Les maisons de courtage en contrats à terme font leur argent en prévoyant la tendance des prix des marchandises en cause et en achetant et vendant des contrats en conséquence. Les bénéfices sont réalisés sur la différence entre le prix auquel la marchandise est achetée et celui auquel elle est vendue. S'il s'attend à ce que les cours montent, le courtier passe un contrat en vue d'acheter dans l'avenir, à un prix inférieur à celui auquel il s'attend, une plus grande quantité de la marchandise que ce qu'il a convenu de vendre. Le courtier qui s'attend à ce que les cours baissent passera un contrat en vue de vendre plus que ce qu'il a convenu d'acheter, car il s'attend à pouvoir s'acquitter de ses contrats de vente en achetant plus tard les marchandises à un prix inférieur.

Dans le cadre de l'exploitation de son entreprise, Bastion effectuait des opérations à terme sur l'or et l'argent. En 1978, afin de se prévaloir d'une nouvelle disposition de la Loi de l'impôt sur le revenu qui créait une "déduction pour inventaire", le comptable de la compagnie a recommandé à Bastion d'acheter de l'or et de l'argent en barres, plutôt qu'au moyen de simples contrats à terme.

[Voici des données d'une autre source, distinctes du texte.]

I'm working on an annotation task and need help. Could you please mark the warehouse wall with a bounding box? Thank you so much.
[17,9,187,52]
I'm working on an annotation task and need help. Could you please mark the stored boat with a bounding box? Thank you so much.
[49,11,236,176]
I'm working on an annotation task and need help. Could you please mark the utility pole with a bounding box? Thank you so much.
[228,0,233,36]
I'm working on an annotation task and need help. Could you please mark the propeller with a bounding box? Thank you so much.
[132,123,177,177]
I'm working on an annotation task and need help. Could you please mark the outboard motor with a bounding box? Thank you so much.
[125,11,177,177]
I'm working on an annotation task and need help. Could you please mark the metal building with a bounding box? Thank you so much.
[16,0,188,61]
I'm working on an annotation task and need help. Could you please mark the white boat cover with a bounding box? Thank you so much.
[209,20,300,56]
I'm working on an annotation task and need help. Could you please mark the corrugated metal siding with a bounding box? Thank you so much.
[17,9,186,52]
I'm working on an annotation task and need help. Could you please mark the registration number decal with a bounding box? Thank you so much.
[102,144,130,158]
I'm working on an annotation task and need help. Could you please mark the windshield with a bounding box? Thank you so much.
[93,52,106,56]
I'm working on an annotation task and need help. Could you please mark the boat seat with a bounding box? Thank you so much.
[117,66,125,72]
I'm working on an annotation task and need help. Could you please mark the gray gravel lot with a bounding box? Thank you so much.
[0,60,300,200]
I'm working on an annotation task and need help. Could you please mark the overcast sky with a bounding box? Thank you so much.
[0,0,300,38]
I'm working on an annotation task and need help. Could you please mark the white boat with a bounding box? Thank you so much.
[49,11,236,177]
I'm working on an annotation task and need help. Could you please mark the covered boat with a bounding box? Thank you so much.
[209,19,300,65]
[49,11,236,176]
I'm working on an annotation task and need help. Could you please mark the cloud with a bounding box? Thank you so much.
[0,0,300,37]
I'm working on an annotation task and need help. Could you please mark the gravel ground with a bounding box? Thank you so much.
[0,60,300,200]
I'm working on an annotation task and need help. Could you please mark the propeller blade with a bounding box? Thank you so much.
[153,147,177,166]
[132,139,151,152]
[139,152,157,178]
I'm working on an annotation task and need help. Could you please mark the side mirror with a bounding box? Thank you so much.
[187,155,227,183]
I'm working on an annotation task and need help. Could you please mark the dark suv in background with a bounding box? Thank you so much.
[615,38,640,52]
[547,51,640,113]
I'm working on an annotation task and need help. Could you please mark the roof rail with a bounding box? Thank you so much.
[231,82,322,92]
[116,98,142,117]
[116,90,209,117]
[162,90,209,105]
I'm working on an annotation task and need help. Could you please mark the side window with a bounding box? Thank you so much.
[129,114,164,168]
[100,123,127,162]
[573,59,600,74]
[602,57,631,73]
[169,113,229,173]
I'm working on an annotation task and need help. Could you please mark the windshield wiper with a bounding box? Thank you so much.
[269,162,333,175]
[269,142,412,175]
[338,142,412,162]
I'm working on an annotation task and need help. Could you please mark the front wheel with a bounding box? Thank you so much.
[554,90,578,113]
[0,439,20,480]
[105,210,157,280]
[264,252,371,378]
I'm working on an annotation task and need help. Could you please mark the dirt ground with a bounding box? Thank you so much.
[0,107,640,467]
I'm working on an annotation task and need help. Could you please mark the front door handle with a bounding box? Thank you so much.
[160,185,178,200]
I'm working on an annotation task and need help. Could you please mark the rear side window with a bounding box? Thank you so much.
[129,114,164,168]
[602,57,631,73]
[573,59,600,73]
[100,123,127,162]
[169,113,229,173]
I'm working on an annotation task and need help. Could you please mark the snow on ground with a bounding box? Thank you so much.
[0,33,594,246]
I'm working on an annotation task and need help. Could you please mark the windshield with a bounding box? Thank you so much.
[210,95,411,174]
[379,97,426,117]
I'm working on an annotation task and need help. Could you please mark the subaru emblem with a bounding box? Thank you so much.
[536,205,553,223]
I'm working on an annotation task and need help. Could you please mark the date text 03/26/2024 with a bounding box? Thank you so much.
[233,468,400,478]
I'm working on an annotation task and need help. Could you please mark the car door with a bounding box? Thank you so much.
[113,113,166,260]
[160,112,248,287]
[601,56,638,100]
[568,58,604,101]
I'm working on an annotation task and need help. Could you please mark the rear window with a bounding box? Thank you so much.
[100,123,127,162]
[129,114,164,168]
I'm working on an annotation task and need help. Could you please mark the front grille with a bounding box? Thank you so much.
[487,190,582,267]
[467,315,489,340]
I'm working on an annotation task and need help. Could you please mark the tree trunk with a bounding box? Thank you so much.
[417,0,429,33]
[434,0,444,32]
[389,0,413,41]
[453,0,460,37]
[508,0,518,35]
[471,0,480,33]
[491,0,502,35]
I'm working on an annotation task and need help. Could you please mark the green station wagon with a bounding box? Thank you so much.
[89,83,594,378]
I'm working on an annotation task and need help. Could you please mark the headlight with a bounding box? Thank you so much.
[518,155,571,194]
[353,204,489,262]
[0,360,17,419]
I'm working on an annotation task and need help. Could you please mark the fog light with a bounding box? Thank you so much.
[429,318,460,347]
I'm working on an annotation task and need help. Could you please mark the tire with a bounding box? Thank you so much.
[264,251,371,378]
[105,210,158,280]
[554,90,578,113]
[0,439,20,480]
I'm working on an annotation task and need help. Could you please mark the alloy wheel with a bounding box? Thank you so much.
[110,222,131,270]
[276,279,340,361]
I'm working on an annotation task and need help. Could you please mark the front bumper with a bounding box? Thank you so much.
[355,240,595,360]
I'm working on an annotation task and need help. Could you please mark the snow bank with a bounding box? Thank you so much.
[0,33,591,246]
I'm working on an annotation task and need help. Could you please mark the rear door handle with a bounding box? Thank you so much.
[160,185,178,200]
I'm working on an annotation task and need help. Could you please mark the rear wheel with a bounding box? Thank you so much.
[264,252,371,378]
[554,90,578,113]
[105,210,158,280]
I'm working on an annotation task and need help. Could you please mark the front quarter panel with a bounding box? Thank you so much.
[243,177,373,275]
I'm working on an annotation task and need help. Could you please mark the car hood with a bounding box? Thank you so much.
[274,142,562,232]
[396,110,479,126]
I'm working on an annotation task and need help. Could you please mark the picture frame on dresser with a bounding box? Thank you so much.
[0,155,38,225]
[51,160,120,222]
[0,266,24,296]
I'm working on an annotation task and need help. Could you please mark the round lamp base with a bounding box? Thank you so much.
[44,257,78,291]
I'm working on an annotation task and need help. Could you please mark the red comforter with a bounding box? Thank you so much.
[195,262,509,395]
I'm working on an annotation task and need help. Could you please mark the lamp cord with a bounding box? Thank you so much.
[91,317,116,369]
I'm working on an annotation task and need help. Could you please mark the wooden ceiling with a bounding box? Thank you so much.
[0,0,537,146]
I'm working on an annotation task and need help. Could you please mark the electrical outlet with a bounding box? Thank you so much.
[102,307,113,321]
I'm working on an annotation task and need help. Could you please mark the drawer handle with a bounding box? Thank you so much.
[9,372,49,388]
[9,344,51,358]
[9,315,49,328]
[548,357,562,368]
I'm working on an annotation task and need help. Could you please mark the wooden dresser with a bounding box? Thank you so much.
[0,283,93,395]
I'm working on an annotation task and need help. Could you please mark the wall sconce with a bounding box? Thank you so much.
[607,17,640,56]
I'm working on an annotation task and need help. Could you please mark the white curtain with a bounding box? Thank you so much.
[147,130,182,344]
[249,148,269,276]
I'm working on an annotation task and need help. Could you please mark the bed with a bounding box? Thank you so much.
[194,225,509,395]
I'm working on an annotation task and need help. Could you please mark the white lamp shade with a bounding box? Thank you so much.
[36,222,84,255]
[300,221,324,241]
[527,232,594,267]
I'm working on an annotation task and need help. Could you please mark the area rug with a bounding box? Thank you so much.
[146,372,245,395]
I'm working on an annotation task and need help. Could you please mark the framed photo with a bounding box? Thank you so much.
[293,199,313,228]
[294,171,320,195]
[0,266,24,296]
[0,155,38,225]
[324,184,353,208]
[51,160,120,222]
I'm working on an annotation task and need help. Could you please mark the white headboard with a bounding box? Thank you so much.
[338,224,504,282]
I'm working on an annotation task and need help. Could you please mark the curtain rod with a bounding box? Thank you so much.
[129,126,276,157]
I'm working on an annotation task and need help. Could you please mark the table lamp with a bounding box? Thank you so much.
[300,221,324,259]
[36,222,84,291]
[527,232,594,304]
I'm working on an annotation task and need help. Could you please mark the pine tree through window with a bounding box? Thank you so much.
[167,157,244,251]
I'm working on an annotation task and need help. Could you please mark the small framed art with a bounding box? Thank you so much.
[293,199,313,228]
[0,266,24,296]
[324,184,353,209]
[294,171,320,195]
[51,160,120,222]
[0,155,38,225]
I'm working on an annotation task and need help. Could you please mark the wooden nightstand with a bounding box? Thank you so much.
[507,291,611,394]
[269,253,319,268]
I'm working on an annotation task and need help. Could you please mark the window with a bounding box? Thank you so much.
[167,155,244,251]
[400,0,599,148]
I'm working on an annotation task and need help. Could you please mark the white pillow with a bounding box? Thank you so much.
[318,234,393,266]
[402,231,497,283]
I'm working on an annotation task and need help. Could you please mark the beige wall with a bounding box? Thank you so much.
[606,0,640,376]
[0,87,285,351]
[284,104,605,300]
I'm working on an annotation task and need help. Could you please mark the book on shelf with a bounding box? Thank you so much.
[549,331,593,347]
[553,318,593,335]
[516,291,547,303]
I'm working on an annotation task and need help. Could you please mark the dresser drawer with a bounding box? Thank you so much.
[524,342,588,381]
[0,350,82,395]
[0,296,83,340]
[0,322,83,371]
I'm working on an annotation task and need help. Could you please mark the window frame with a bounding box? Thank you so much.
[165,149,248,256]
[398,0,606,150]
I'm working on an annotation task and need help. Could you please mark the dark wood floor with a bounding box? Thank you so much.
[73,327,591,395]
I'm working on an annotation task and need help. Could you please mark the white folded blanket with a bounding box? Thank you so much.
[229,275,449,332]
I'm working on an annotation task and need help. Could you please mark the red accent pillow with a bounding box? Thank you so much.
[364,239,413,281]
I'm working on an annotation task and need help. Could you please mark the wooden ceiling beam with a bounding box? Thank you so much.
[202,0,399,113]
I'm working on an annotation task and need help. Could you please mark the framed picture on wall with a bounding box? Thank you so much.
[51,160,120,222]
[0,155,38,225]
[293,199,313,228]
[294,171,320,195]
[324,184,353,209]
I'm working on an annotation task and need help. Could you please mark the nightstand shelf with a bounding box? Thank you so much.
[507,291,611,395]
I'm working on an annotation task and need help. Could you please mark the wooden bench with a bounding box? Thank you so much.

La nouvelle disposition permettait de déduire du revenu brut d'entreprise un pourcentage particulier du prix d'achat des stocks existants au début de l'exercice financier du contribuable.

L'exercice financier de Bastion commençait le 1er août. Sur les conseils de son comptable, Bastion a acheté, le 26 juillet 1978, de grosses quantités d'or et d'argent en barres. Le même jour, Bastion a émis des contrats à terme compensatoires en vue de la vente des barres en août au même prix, de sorte qu'il n'existait aucun risque de perte ni aucune chance de profit. Le 3 août 1978, toutes les barres avaient été vendues et les contrats à terme avaient été liquidés. C'est la seule opération qui a été effectuée cette année-là sous la forme d'or et d'argent en barres plutôt que de contrats à terme.

Sur sa déclaration de revenus de 1979, Bastion a demandé la déduction pour inventaire prévue à l'alinéa 20(1)gg) à l'égard du coût des barres. Bastion a reconnu avoir acheté les barres uniquement afin de se prévaloir de la nouvelle déduction pour inventaire prévue par la Loi de l'impôt sur le revenu. Le ministre du Revenu national a refusé la déduction. En appel, la Cour canadienne de l'impôt [[1988] 1 C.T.C. 2344] a décidé que la déduction devait être admise. La Section de première instance de la Cour [[1994] 2 C.T.C. 70] a infirmé la décision de la Cour de l'impôt, décision que les présents motifs confirment, en statuant que, compte tenu des faits de l'affaire, la déduction ne pouvait pas être admise.

QUESTIONS EN LITIGE

À mon avis, le contribuable soulève deux questions importantes qu'il convient d'examiner. En premier lieu, il s'agit de savoir si le juge de première instance a commis une erreur en décidant que l'inventaire à l'égard duquel la déduction était demandée doit être détenu dans le cours normal de l'exploitation de l'entreprise du contribuable. En second lieu, il s'agit de savoir si le juge de première instance a eu raison de conclure que les barres n'avaient pas été achetées dans le cours normal de l'exploitation de l'entreprise de l'appelante.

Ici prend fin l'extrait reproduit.